Cameron also noted that justice is not easy and not meant to appease what the public wants -- under the letter of law, it can only answer to the facts. He also pled with Kentucky residents not to allow outside influences and voices to tell them out to feel about this.
Of course, Breonna's family's own legal team -- led by Ben Crump -- feel very differently about the results here. Crump said the fact that Hankison was charged for wanton endangerment of OTHER people besides Breonna is "outrageous and offensive."
He also made a pretty good point ... that if Hankison was charged for endangering others while firing recklessly, how is it possible he wasn't charged for endangering Breonna herself? While the AG did not specifically touch on that, presumably ... Hankison, too, was found to be justified, at least in part, when he fired from the outside in.
Crump emphasized that point by writing, "How ironic and typical that the only charges brought in this case were for shots fired into the apartment of a white neighbor, while no charges were brought for shots fired into the Black neighbor's apartment or into Breonna's residence."
He goes on to call the decision an utter travesty of justice, but goes on to hold out hope that the pending federal investigation into possible civil rights violations might bring about some actual closure the family and the Black community is looking for.
It's been a long road up to this point, which Cameron also touched on ... saying he and his team wanted to turn over every stone and conduct their investigation from scratch.

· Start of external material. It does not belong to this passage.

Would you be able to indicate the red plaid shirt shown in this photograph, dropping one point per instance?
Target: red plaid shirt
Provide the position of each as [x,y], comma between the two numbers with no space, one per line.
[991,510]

Remember, Cameron had told the media he was waiting on a ballistics report from the FBI, which at the time he claimed was just about the last piece of the puzzle before he could wrap his investigation. Once he got that, he walked it back and said it was inconclusive -- and then eventually kicked the whole case over to a grand jury out of Jefferson County.
It's a tense moment -- and you can tell by what the City of Louisville did earlier this week ... preemptively declaring a state of emergency and putting a 9 PM to 6:30 AM curfew in place in anticipation of the announcement. Ominous to say the least, they're clearly erring on the side of caution.
In terminating Hankison from the police force, Chief Robert Schroeder had said Hankison had "violated obedience to rules and regulations," and use of deadly force while serving the no-knock warrant.
The other officers involved in Breonna's death -- Sgt. Jonathan Mattingly and Myles Cosgrove -- had already been placed on administrative reassignment but were still part of the force. It would seem the 2 would get their old jobs back now that they have been cleared.
As we reported ... Oprah went to extraordinary lengths to push for justice in the case, including buying 26 billboards around Louisville. Likewise, countless professional athletes, entertainers and ordinary citizens on social media have kept Breonna's name, and her tragic case, in the spotlight.
Her death has been controversial from the start. As we reported officers initially reported Breonna was uninjured during the raid ... and prosecutors seemingly tried to smear her in a plea bargain with her ex-BF.